The most lasting gift of the author in this fine book is the way that he demonstrates that, more than freedom of religion and freedom of speech and the concept of democracy, the United States came into being through land hunger, which spawned standards of surveying (it is impossible to buy or sell land when you don't know what you are getting) --- which, in turn affected the way cities were ultimately built.
Finally, in the Great Plains,
Congress was so influenced by the land survey that wherever politics and geography permitted, it made the straight line king. It carved out two states, Wyoming and Colorado, to a perfect box shape, each being four geographic degrees high and seven degrees wide; it awarded three degrees of longitude each to Kansas, Nebraska, and South and North Dakota, then stacked them up like drawers in a filing cabinet between the thirty-seventh parallel and the forty-ninth. Alongside them to the west, it gave four degrees of longitude each to the drier states of Colorado, Wyoming, and Montana, and piled them up from the thirty-seventh to the forty-ninth with the same geometrical regularity. Only Montana's western border with Idaho betrays a wanton crookedness.

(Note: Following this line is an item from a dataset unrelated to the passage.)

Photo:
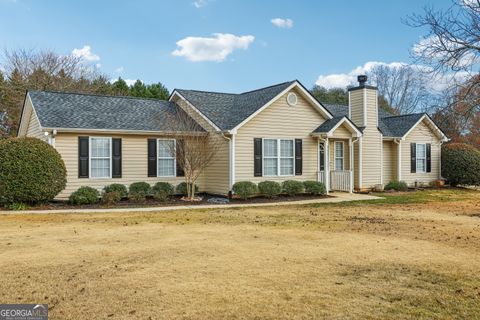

With neither the map nor the view from an airplane can reveal is the tension between these artificial shapes and the environment. From the Côeau des Prairies, a long escarpment marking the edge of glaciated plains in South Dakota, there is a view of squared-off prairie --- fields, farms, windbreaks, section lines --- stretching to the northern and western horizons and all obeying the survey; the sheer expanse of it is as moving and terrifying as an army on parade. Yet even on the stillest day, another power makes itself felt. The dry grasses rustle with it, and insistent pressure of the air, no heavier than breathing, that comes from far off and passes with irresistible momentum from the North to the warm South. The very gentleness of it is sobering. Out there a breeze would shake you on your feet, a storm would knock you flat. It carries the heft of a continent.
The most lasting gift of this excellent book is proof that more than through freedom of religion or freedom of speech or the pure concepts of democracy, our country came into being because of simple brazen land hunger which, in case no one was looking, is still the case.